Ieri il signor Enrico è stato riarrestato. Parole come cura, premura, fiducia, attenzione, riguardi, progetti oggi lasciano il posto a tutt’altre parole, riflesso di tutt’altre immagini: rapina, ricettazione, fucile a canne mozze, passamontagna, cartucce, pistole scacciacane, detenzione di arma clandestina. Il male, ch’è una faccenda intricata e imbastardita, sembra avere avuto la meglio, anche stavolta, per l’ennesima volta: “Abbiamo perduto tempo e basta?” mi ha scritto oggi una persona, allegandomi la pagina del giornale. La soluzione a questo inghippo è racchiusa proprio in quel punto interrogativo finale: è una domanda, non è un’affermazione. Un punto di crocevia, non un muro invalicabile. C’è ancora una speranza sotto un’apparente disperazione: “?” Il male, quando decide di rivelarsi, sbraita: ha una forza d’urto che acceca e annulla, sembra non ammettere nessun contraddittorio. Eppure, riflettendo sui fatti accaduti, quest’avventura è stata un’avventura che ha avuto senso giocarsi, coinvolgendo il maggiore numero di cuori possibili. Perchè, fosse stato anche solo per sette anni, siamo andati tutti alla scuola dal bene. Ci è andato Enrico: dopo una vita passata tra prigioni e notti insonni, finalmente ha avuto modo di conoscere, percependolo sulla sua pelle, il fascino irruento del bene, della generosità, della bontà. Della verità. Non è mai tempo perduto sponsorizzare il bene! E ci siamo andati anche noi, a scuola: vederlo capace di gratuità, scrutarlo mentre a fatica cercava di sgomitolare la matassa della sua storia, inseguirlo come lepri tra i suoi altri e bassi, ci ha fatto comprendere che lui è molto di più di “quello della Mala del Brenta”. E che se, nel suo passato, ha compiuto alcuni gesti discutibili, non aveva però esaurito tutta la sua grandezza compiendo quei misfatti. C’era dell’altro, di meglio, di nascosto: l’abbiamo visto in tantissimi. E la sola vista ha procurato del bene a tantissimi.

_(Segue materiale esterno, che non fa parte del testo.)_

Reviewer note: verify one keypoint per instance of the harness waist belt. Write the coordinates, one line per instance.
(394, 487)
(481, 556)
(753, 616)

Oggi, su questa nostra storia, pesa il rumore molesto delle sirene spiegate della Polizia: Enrico è tornato in carcere, noi alle nostre faccende quotidiane, senza di lui. Non è una sconfitta la nostra, però: è la bellezza di averci provato. Siamo apparentemente vinti, ma solo perchè abbiamo accettato di combattere una battaglia che, per noi, varrebbe ancora la pena di combattere: per non essere vinti, sarebbe bastato fregarsene. Invece vale sempre la pena accettare il combattimento. Forse nemmeno lui, alla fine, ha perduto (ancora) tutto: essersi ustionati al sole dell’amore gratuito, anche solo per qualche annata, lascia segni permanenti nel sonno di chi dovrà rincasare in galera. Dove la quiete è un forestiero senza volto che percorre i corridoi a passi felpati, avvolto in un mantello nero. E la libertà è come un’ospite: ospitarla ha i suoi lati gradevoli. Ma qualora ripartisse, lascia sempre dei rimpianti dietro sé.